Figure 1: multifaceted crystal ball as a metaphor for the Self |
I don't mean the limited ego, the self that I largely identify with now, but the larger Self underlying it. I'm using the metaphor of a multifaceted crystal ball to represent the Self with each facet representing a life lived in Illusion and the total number of facets, making up the surface of the globe, representing all the lives, human and non-human, that I have ever lived or ever will live. They all exist in the Eternal Now. Imagine the soul, unchanging and eternal, as a light within shining through each facet simultaneously. The light passes through and is projected into the darkness in the manner of Plato's cave (see Figure 2).
Figure 2: Plato's cave illustration from https://cdn.dribbble.com/users/221477/screenshots/4180313/platos-cave.jpg |
For most of my life I've been in thrall of the dance of shadows on the walls of my 3-dimensional prism but in the final phase of my life, I should at least try to turn toward the light. It's enough to recognise the madness and emptiness that has overtaken the world but there's nothing I can do about it. Dwelling too much on my impotence to make any changes in the world however, tends to merely reinforce my ego.
As Meher Baba said:
The less you think of yourself and the more you think of Baba, the sooner the ego goes and Baba remains. When you - ego - go away entirely, I am One with you. So bit by bit, you have to go.Dwelling on my impotence is no better than embracing an imagined omnipotence. Both inflate the ego in different ways. The only way I can influence the world around me is through the people I interact with. The more ego I project into that interaction, the less harmonious that interaction will be. Returning to the analogy of Plato's cave, the most monstrous shadow that I cast on the wall of my cave is that of my own ego. The image of myself, the "idea" of myself, is always in my head. It fills my head with thoughts and those thoughts always lead back to me in a self-reinforcing cycle. I know this is not really me. It's a notion I've formed of myself but it's just a trick of the light. I'm not really there. Such thoughts as an adolescent might have signalled the onset of schizophrenia but I established a solid foundation for my ego many decades ago.

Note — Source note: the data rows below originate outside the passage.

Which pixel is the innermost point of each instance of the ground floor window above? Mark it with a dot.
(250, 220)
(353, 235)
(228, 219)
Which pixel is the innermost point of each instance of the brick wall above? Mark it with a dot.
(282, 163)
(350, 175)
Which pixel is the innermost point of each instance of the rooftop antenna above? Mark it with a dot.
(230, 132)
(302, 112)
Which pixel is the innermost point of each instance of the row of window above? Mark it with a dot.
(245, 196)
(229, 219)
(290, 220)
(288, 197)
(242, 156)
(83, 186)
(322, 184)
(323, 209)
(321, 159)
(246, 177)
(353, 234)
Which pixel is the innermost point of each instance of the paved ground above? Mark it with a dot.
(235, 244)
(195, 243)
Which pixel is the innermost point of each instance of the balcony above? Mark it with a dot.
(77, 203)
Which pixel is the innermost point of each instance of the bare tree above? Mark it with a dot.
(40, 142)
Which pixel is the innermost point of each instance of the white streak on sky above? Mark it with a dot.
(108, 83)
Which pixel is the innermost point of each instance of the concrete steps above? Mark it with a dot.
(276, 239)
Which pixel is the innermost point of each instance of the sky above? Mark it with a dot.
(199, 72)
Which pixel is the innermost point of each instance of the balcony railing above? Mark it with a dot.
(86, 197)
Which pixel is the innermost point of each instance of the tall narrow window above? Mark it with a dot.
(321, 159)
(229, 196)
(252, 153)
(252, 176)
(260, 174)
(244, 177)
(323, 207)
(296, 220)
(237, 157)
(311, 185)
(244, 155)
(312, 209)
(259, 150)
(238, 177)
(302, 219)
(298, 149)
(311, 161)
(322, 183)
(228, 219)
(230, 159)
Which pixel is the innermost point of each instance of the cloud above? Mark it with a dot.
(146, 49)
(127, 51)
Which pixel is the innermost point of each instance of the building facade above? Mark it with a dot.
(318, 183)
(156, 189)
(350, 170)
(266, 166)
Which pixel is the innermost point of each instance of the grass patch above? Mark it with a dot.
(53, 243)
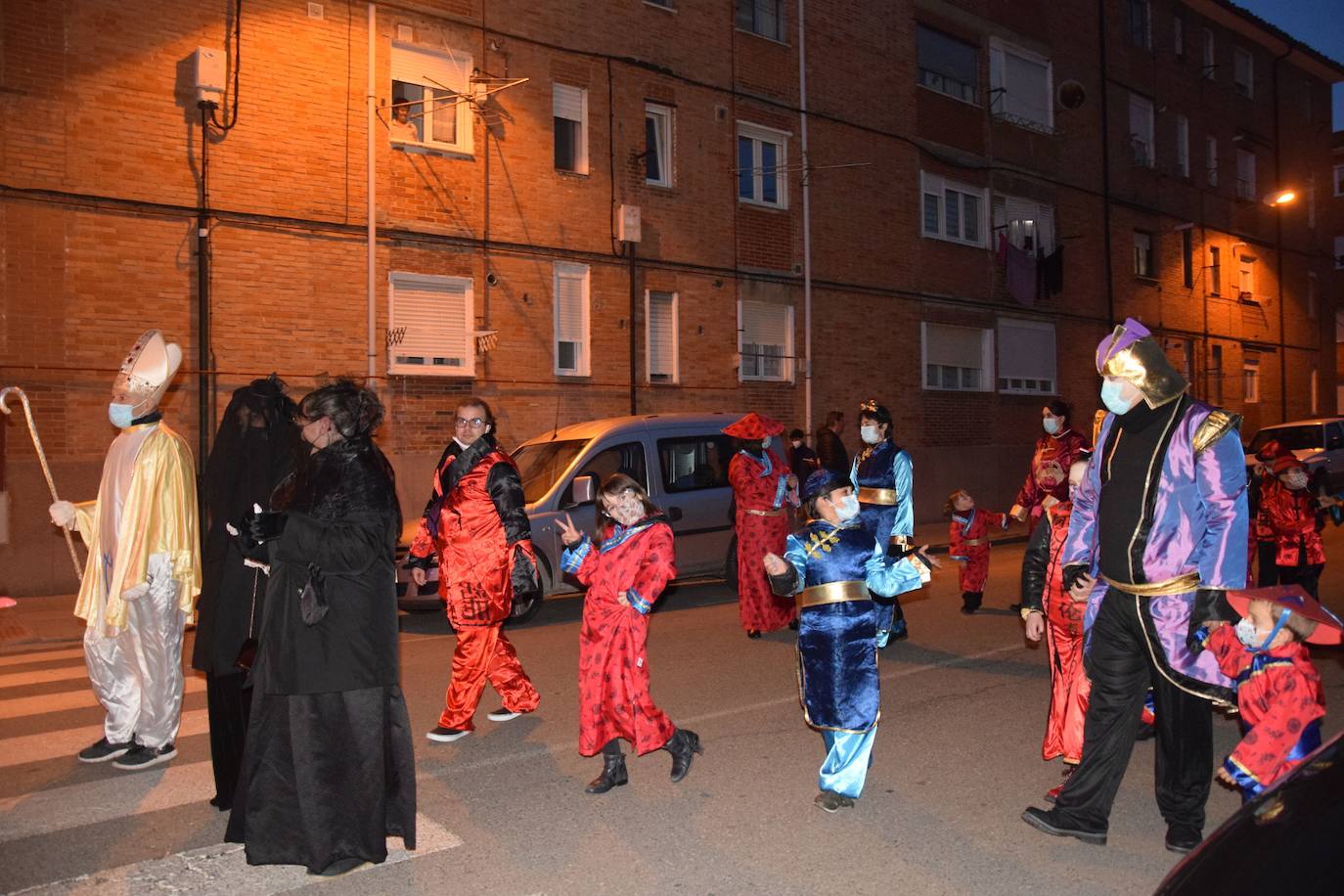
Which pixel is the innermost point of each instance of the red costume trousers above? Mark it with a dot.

It's time to realise that what I built was a necessary but temporary structure. It served its purpose but now it's time to let go of it. Of course, the ego is rooted in the body and upon death the severance of the connection with the body is a profound shock to the sense of self and allows the ego to view the life just lived with far more objectivity than was possible in its corporeal life. The more I can prepare for that before it happens, the easier the transition will be. At birth, I took in my first breath and at death, I shall let out my last. Both are equally important but the latter I can prepare for and it's only in corporeal existence that significant spiritual progress can be made. Life may be a grand illusion but it is a delusion nonetheless and something that I must extricate myself from.